В какие бы истории я не попадал, она так оборачивала дело, что из всего этого запоминал я на всю жизнь не ее укоряющие слова, а собственный жгучий стыд. Каждую неделю в деревню приезжала керосинная машина и все шли к ней с бидонами. Машина (это был ГАЗ-51 с бочкой) очень мне нравилась своими патрубками, шлангом, запахом керосина, ее приезд был праздником, которого я начинал ждать за несколько дней. Вот стоим мы с бидоном среди толпы, и вдруг меня хватает шофер и посадив куда-то в поднебесье на бочку, дает в руки пистолет, велит держать в бочке, а сам заскакивает в кабину и запускает двигатель. Сильнее всего на меня подействовало это захлопывание дверцы, такое дорожное, отрезающее меня от водителя, меня четырехлетнего, беспомощного, сидящего на верхотуре с этим непонятным пистолетом, на глазах толпы, которая продолжала стоять молча, а значит была заодно с водителем… Я представил, как помчит меня эта рокочущая машина, эта бочка, на которой я еле сижу, помчит вдаль от бабушки над полями, над лесами, и я заорал. Водитель выскочил, смеясь, снял меня, и тут же понял я, что никуда он ехать не собирался, а только включил насос, и стало стыдно за свой испуг и за эту навсегда потерянную возможность участвовать в засасывании керосина, так стыдно, что запомнил я на всю жизнь и эту машину, и бабушкино молчание и ее сухую руку на плече.
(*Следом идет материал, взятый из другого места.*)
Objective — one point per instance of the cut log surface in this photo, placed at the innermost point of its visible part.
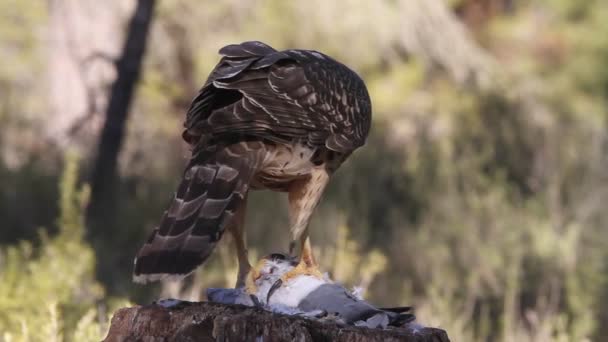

В Москве с дворником дядей Васей у меня была старая вражда. Как-то раз я настроил из снега гаражей, а он их, убирая снег, разорил. Злился я страшно, бегал, кричал: " Васька! Гад!". А однажды подарили мне ботинки на рифленой подошве. И вот весна, воскресенье, надеваю я эти черные блестящие ботинки и выхожу на двор ждать бабушку, куда-то мы должны идти. Этим же утром дядя Вася забрал цементом большой кусок разбитого асфальта у двери, и я немедленно изследил его своими великолепными подошвами и, поняв, что натворил, отбежал подальше и там прогуливался с фальшиво независимым видом. Вскоре вышла бабушка и сказала, кажется что-то очень короткое, вроде: "Что уши-то прижал?", а сама еле скрывала в глазах огонек ребячей солидарности со мной.
Еще бабушка рассказывала про одного поэта, который все как-то ходил-бродил, мечтал о кораблях, морях-океанах и дальних странах, а потом его взяли да и расстреляли. И прочитала начало от стихотворения Гумилева "Капитаны". Еще восхищал ее Лермонтовский "Воздушный корабль". Причем, помню, что привлекало ее даже не содержание, а вся эта сильная и таинственная морская обстановка, не зря обожала она всякие географические карты, все покупала их мне, даже принесла однажды атлас флагов, и только потом, когда она умерла, понял я какое значение книжный мир кораблей и дальних странствий имел для романтической души этой чудной и одинокой женщины, ни разу в жизни не видевшей моря.
Бабушка всю жизнь прожила одна, после развода с дедом так и не выйдя замуж. Однажды я спросил у нее, почему они развелись с дедушкой. Она сказала, что-то вроде, что любил он ее сначала, а потом перестал, полюбил другую женщину.